For that reason, budtenders recommend athletes use edibles or at least a vaporizer as their primary consumption method. Vaping still isn’t good for your lungs, but some research shows it may be less harmful than smoking –– largely because vaping products seem to contain fewer toxins than traditional cigarette tobacco.
For the time being, that’s pretty much the only thing we’re sure of when it comes to weed and athletic performance. In 2021, Canadian scientists published a review of all existing research on cannabis and athleticism to date and found each study came to one of three conclusions: weed worsens athletic performance, it doesn’t affect it at all, or the results were inconclusive.
Still, that hasn’t stopped many of the world’s most prominent athletic organizations from taking a hard stance against bud.
The sports world famously collided with stoner culture in 2021 when American sprinter Sha’carri Richardson was suspended from the Olympics for a positive cannabis test during U.S. trials for the 100-meter dash.
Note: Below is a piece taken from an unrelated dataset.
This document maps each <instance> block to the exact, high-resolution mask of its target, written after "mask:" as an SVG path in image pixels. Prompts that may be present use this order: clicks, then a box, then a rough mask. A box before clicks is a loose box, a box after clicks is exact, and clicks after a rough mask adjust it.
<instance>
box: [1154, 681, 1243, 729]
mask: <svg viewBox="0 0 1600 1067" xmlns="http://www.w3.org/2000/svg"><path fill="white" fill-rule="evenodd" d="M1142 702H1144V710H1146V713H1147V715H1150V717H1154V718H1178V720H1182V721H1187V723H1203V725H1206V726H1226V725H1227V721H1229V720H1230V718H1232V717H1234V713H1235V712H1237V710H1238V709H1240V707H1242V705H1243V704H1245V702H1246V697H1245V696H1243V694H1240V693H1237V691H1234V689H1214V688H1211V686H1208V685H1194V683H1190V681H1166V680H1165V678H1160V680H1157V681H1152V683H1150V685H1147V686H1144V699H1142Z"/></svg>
Weeks earlier, Richardson had set a new personal record of 10.72 seconds for that distance, becoming the sixth-fastest woman of all time
The World Anti-Doping Administration lists three reasons on its website for placing weed on its list of banned substances: athletes who use weed could endanger themselves with reduced motor skills; animal studies suggest weed could be performance-enhancing, and using weed is not “consistent with the athlete as a role model for young people around the world.”
So what’s the verdict? Does weed inhibit performance by reducing athletes’ motor skills? Or is there ample research demonstrating weed enhances performance enough to give them an edge?
The jury’s still out on that one, though some experts say the question itself may be unfair. Dr. Kevin Boehnke, a pain specialist from the University of Michigan, says that even if cannabis aids with sleep, anxiety, and recovery as some research suggests, “other allowed pain relievers or anxiolytic agents are not considered performance-enhancing, so disallowing cannabis on that basis is irrational.”
What we do know for sure is that weed-smoking athletes are not uncommon. The same Sports Medicine researchers conducted a meta-analysis of 46,000 athletes and found that 23% of them used weed in the past year.
Whether it’s to boost their performance, reduce anxiety, increase focus, or simply make working out more fun, athletes smoke weed, too. So before we crush any more Olympic dreams, maybe it’s time for some comprehensive research on how weed affects performance.